Sektor pariwisata bisa dibilang paling merasakan dampak pahitnya PPKM Darurat Jawa Bali yang sudah dimulai sejak 3 Juli. Salah satu tempat wisata milik Pemerintah Kota Semarang, Semarang Zoo harus menelan pil pahit karena penutupan sementara tempat wisata yang berlokasi di perbatasan Kota Semarang tersebut.
Direktur Semarang Zoo, Khoirul Awaludin mengatakan, manajemen harus memutar otak agar operasional bisa tetap terpenuhi, meski pelayanan wisata harus ditutup. Terlebih, Semarang Zoo memiliki ratusan hewan yang harus tetap diberi makan setiap hari.
Pihaknya kemudian membuat inovasi dengan membuka program piknik virtual dan Hewan Asuh. Program ini adalah program donasi dimana para donatur bisa piknik virtual sembari memberi makan secara virtual. Nantinya pemberian makan hewan disiarkan secara live di media sosial Semarang Zoo. Sehingga para donatur bisa menyaksikan.
"Ada yang bantu transfer, kami sajikan biar live ngasih makan hewan bisa dilihat langsung oleh donatur. Itu yang bisa kami lakukan saat ini. Mau melakukan hal-hal lain susah, ditutup total, mau mendatangkan ke sini juga susah," jelas Awaludin, Kamis (15/7).
Tidak dipungkiri, biaya operasional untuk memberi makan hewan yang ada di kebun binatang cukup tinggi hingga mencapai Rp 200 juta per bulannya.
Selama PPKM, diakui Awaludin manajemen mengandalkan dana penghasilan sebelum PPKM darurat.
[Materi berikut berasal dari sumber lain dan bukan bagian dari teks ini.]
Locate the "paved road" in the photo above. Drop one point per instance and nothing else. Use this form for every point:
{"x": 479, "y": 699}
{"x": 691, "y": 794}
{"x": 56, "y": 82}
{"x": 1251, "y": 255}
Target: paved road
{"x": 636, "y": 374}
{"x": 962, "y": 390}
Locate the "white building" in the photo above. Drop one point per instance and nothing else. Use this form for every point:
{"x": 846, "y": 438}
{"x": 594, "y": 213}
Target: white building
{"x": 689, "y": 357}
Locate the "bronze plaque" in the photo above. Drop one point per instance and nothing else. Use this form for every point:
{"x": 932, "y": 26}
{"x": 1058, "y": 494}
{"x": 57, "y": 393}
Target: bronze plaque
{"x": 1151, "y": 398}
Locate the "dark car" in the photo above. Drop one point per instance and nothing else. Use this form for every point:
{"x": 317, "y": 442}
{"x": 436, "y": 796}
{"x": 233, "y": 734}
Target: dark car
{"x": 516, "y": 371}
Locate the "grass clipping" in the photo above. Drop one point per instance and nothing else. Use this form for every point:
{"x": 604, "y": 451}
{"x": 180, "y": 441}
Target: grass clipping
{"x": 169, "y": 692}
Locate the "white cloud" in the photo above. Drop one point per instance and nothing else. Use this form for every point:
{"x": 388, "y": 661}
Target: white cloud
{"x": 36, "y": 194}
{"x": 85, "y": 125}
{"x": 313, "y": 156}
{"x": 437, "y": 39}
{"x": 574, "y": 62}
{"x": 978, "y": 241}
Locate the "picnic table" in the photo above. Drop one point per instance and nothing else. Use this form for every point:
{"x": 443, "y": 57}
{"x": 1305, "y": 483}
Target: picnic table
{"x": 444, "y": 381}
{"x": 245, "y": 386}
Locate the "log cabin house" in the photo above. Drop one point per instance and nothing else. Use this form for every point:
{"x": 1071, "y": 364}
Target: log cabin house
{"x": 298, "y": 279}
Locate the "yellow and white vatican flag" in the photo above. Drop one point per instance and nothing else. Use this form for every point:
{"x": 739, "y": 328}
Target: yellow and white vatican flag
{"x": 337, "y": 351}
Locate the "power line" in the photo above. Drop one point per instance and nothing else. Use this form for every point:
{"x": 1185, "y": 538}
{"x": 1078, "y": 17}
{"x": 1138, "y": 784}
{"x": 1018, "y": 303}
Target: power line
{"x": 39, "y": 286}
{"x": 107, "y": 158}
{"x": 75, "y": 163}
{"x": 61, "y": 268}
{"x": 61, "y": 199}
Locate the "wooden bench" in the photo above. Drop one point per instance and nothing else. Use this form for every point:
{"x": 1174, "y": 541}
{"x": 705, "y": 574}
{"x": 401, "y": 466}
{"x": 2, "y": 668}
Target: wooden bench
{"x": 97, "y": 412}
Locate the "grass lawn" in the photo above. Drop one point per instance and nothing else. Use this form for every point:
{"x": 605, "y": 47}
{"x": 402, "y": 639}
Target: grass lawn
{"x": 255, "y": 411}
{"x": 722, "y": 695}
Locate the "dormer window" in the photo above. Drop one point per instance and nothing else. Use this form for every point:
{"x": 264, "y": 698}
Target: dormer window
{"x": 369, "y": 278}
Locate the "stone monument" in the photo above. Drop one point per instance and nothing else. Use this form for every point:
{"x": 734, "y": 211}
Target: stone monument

Selain itu juga ada pengeluaran untuk gaji karyawan. Selama PPKM, sistem kerja karyawan hanya setengah hari sehingga gaji pun menyesuaikan.
"Kalau bisa cukup sampai tanggal 20 Juli saja. Mari bersama ikut aturan pemerintah biar cepat selesai," tuturnya.
Industri Rekaman
Tidak hanya sektor pariwisata yang lesu, pelaku industri seni di Kota Semarang juga turut merasakan imbas PPKM Darurat.
Adalah Antok, seorang pemilik studio rekaman yang mengaku terpuruk saat PPKM berlangsung. Bahkan dirinya mengatakan sudah banyak rekan sejawatnya yang harus menjual alat-alat rekaman demi bisa menyambung hidup.
"Sudah banyak yang jual alat. Kami menurun drastis. Saya harap pekerja seni terap diberi ruang untuk berkarya. Kalau tidak, bisa mati perlahan," beber Antok.
Bahkan adanya isu perpanjangan PPKM darurat juga membuatnya sedikit kecewa. Antok berharap, pemerintah bisa memberikan kelonggaran bagi pekerja seni seperti dirinya.
Apalagi, sambungnya, pelaku seni saat ini juga sudah mengantongi serifikat CHSE yang disarankan oleh pemerintah.
"Kemarin sebelum PPKM darurat, kita sudah terapkan CHSE, tetep sesuai prokes. Imbauan-imbauan sudah kami pasang dan tempel di studio," jelasnya.
Jika pekerja seni masih belum diberi ruang untuk kembali berkreasi, lanjut dia, akan banyak dampak yang akan muncul. Misalnya saja dia selaku pemilik studio rekaman. Selama ini, dia harus tetap merogoh kocek untuk membayar karyawan dan perawatan alat-alat. Di sisi lain, tidak ada pemasukan sama sekali.
"Artis mungkin masih dapat royalti dari digital platform, tapi kru atau studio rekaman seperti saya tidak ada penghasilan kalau artis atau band-band tidak ada job," tandasnya.